WASHINGTON — The Supreme Court on Wednesday rejected an Alabama death row inmate’s last-minute request for a stay of execution,moving him a step closer to being put to death using an untested method: nitrogen gas.

Kenneth Smith, sentenced to death for murdering Elizabeth Sennett in 1988, objected to being executed by nitrogen hypoxia because of the potential for the state to botch the procedure. He alleged it would violate his right to be free of cruel and unusual punishment under the Eighth Amendment to the Constitution.

He is scheduled to be executed on Thursday.

The brief court order simply noted that Smith's application was denied. No justices publicly dissented.

Smith has a separate claim pending in federal court that could yet lead to the execution being called off.

Smith’s lawyers said nitrogen hypoxia has never been used to execute anyone in the United States. The last time an inmate was put to death using any form of lethal gas was in 1999, according to the Death Penalty Information Center.

The Supreme Court in May last year rejected an earlier attempt to put Smith to death by lethal injection.

Smith had argued that the state’s previous effort to execute him in November 2022 raised questions about its ability to use the new method effectively.
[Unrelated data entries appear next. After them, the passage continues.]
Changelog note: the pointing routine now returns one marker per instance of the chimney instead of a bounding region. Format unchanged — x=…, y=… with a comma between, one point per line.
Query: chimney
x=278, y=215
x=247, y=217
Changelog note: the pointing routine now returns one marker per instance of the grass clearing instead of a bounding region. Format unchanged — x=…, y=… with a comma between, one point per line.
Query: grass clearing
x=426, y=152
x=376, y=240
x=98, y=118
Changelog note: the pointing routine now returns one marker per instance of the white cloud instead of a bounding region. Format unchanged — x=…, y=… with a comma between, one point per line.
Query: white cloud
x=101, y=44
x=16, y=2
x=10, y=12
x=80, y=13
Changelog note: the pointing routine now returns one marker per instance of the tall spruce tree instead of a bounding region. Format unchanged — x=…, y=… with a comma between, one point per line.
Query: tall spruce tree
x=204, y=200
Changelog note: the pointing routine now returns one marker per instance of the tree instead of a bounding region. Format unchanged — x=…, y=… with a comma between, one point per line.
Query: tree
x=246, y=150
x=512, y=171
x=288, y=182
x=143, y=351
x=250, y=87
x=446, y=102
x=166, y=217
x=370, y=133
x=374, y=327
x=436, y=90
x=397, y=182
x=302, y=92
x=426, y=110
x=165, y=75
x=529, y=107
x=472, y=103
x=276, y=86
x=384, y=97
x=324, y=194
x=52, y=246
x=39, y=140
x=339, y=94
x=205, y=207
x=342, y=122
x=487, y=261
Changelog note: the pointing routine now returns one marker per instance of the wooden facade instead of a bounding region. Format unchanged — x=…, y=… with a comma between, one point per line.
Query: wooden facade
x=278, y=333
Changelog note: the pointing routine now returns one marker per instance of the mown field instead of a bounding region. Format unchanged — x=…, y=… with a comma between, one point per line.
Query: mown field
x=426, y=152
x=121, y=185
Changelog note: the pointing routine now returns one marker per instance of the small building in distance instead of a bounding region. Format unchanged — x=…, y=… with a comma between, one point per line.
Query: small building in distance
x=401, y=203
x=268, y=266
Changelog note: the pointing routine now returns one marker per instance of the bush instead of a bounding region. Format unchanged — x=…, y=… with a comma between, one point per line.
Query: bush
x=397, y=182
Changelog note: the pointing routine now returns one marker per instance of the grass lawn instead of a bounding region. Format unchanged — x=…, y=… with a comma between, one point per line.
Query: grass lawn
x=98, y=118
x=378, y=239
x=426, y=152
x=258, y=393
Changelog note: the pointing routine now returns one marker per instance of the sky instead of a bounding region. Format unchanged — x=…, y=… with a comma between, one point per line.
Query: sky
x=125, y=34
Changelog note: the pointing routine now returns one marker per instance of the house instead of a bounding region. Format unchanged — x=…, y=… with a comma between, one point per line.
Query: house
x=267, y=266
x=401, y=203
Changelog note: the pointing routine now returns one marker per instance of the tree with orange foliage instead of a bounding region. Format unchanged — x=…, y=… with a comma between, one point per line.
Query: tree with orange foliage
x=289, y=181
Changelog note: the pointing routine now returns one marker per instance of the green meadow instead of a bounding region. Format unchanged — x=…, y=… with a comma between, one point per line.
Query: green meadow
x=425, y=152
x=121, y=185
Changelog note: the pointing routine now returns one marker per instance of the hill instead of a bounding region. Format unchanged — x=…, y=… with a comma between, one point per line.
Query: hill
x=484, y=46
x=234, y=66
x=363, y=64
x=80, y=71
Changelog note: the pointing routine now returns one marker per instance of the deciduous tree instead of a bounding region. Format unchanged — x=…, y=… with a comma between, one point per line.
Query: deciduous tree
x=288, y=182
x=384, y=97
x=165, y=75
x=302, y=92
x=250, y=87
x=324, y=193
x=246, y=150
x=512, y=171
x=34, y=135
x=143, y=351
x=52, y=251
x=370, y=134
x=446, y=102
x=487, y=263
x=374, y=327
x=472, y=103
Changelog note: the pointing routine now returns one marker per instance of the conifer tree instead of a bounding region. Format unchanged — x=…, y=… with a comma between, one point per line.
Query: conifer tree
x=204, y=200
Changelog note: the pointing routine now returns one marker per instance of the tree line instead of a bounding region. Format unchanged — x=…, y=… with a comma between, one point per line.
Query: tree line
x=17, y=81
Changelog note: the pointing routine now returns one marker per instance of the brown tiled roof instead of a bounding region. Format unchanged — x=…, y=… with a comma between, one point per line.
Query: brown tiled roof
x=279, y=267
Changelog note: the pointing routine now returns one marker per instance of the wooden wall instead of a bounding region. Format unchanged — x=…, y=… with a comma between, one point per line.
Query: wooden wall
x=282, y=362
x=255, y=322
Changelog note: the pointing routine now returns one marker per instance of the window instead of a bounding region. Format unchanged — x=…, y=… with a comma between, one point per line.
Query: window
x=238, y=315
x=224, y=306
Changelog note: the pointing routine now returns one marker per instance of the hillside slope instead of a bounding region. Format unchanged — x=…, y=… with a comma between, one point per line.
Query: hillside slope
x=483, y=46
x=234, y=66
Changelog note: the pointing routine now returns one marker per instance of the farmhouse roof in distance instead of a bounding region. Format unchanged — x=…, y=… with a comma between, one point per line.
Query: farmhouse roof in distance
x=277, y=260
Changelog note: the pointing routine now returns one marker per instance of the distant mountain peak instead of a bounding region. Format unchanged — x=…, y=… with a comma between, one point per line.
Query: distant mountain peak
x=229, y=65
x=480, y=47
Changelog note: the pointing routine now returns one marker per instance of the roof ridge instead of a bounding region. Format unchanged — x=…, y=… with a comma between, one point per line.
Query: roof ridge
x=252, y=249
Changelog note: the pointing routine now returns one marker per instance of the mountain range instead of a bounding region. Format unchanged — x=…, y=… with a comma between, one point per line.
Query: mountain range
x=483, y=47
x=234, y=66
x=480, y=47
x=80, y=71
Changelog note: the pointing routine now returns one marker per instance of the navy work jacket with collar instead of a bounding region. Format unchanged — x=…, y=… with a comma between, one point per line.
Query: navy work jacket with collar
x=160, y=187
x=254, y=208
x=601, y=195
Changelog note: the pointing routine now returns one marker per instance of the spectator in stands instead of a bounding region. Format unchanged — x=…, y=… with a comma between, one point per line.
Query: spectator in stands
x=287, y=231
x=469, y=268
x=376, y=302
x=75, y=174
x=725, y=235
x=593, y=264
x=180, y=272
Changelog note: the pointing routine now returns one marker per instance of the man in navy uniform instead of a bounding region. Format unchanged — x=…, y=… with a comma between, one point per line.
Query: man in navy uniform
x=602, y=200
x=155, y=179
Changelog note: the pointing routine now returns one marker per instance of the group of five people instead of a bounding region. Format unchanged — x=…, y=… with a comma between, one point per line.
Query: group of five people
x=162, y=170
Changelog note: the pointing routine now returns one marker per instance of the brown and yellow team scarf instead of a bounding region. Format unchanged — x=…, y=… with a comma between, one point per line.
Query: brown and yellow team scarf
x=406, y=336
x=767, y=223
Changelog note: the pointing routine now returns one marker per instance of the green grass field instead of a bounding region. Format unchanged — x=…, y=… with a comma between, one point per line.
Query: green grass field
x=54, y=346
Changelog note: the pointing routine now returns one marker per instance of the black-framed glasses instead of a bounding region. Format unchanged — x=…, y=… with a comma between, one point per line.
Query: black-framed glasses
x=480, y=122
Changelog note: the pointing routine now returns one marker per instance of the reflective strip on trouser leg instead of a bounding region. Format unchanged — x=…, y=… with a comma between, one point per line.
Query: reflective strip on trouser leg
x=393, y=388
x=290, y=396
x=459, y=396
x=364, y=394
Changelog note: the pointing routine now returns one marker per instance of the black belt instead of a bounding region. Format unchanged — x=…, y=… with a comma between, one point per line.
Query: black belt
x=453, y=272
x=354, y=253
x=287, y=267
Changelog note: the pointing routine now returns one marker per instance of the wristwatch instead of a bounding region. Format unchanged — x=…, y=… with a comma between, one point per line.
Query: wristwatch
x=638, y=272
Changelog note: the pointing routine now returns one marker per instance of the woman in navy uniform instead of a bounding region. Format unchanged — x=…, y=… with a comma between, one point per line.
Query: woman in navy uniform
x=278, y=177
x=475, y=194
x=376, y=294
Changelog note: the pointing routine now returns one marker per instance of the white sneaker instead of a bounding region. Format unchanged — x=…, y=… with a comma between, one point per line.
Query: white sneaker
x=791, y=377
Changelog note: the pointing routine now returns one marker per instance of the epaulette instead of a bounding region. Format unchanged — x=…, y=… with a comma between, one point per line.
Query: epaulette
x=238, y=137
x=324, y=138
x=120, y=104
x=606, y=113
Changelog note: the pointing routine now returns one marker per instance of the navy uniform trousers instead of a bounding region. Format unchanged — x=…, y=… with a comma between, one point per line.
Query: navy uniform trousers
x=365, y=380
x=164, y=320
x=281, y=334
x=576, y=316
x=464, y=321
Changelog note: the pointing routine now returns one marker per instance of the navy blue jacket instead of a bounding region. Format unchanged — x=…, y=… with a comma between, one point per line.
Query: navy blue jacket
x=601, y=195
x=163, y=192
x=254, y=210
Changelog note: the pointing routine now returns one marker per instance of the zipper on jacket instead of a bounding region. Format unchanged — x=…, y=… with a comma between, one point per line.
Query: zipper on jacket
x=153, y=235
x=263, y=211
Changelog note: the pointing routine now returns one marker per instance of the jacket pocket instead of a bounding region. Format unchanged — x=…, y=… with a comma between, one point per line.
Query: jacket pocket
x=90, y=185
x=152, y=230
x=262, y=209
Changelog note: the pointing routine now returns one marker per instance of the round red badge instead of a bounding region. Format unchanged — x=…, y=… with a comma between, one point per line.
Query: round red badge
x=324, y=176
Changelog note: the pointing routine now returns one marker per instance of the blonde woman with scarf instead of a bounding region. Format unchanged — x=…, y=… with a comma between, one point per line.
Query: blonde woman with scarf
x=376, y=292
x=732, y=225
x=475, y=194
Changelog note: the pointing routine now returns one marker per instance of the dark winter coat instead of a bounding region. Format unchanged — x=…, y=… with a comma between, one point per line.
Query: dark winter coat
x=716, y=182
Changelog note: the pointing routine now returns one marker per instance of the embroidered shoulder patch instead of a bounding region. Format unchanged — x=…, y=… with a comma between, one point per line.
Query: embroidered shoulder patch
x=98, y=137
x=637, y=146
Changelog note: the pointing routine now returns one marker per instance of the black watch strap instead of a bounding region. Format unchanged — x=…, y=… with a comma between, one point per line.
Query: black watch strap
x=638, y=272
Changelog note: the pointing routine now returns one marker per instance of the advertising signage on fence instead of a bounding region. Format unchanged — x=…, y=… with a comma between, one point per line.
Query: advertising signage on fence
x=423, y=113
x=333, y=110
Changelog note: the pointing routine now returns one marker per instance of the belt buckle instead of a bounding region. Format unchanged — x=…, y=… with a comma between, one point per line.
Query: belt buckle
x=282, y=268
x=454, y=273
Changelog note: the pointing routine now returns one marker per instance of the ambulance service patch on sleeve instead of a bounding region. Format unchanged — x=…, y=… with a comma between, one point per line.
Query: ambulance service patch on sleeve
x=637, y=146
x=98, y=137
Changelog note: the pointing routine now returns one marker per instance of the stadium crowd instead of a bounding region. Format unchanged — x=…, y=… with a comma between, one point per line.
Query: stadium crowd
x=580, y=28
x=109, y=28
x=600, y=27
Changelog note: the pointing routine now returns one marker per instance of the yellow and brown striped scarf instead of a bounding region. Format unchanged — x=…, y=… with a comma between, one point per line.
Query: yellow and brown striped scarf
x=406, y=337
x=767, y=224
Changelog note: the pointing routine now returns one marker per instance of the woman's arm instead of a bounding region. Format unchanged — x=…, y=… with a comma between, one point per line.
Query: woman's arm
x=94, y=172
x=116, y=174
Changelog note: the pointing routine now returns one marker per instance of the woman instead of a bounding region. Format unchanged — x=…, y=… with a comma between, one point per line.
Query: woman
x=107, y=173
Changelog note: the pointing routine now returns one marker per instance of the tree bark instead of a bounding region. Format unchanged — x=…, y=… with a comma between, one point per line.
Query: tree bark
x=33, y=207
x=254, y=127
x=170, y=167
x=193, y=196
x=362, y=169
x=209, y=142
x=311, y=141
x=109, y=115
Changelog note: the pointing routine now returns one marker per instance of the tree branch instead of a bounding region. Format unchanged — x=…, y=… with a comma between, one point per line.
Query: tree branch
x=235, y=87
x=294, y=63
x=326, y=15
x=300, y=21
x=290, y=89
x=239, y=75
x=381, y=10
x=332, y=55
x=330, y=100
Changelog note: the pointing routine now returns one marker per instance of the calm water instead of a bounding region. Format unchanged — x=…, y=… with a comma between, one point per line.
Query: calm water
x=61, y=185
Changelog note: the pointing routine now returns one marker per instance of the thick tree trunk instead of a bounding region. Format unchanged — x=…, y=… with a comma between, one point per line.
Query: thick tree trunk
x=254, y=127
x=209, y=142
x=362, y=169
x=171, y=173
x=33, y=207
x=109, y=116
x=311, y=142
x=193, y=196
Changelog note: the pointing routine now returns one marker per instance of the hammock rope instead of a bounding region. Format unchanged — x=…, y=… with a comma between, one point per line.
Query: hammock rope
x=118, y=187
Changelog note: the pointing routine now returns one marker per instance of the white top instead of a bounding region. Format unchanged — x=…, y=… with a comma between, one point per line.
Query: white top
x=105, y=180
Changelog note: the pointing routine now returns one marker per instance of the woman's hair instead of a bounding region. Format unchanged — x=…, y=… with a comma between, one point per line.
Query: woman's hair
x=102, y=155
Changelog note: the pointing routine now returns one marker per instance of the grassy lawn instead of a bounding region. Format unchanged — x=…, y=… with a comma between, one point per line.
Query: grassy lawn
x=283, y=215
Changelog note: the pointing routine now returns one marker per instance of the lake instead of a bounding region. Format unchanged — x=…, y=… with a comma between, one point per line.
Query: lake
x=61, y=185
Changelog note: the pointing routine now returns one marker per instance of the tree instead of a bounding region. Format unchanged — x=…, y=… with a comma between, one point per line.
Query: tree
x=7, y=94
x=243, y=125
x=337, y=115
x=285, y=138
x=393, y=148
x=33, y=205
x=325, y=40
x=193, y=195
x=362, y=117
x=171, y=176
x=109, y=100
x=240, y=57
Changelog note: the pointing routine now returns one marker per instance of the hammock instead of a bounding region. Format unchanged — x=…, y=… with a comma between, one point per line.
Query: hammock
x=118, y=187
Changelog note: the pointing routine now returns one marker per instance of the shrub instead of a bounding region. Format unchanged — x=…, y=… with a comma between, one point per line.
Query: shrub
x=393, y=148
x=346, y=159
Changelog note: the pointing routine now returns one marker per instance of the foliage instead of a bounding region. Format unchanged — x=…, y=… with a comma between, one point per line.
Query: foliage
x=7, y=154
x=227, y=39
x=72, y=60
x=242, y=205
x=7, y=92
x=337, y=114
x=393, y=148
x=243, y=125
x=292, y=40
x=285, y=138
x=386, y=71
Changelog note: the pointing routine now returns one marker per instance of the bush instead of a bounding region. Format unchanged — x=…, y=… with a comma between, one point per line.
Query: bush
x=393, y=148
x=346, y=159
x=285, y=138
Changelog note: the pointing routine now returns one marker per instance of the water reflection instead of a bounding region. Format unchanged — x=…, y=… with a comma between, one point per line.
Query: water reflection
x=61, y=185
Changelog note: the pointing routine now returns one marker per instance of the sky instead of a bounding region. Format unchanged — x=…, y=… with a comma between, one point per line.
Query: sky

Then, officials called off the execution after struggling to insert an intravenous line before the death warrant expired at midnight.

A new attempt would be “cruelly willful” and effectively constitute torture, his lawyers argued.

They said in their emergency request that if Alabama is allowed to go ahead with the execution it would be “only the second time in U.S. history that a state follows through with a second execution attempt after a previous, failed attempt.”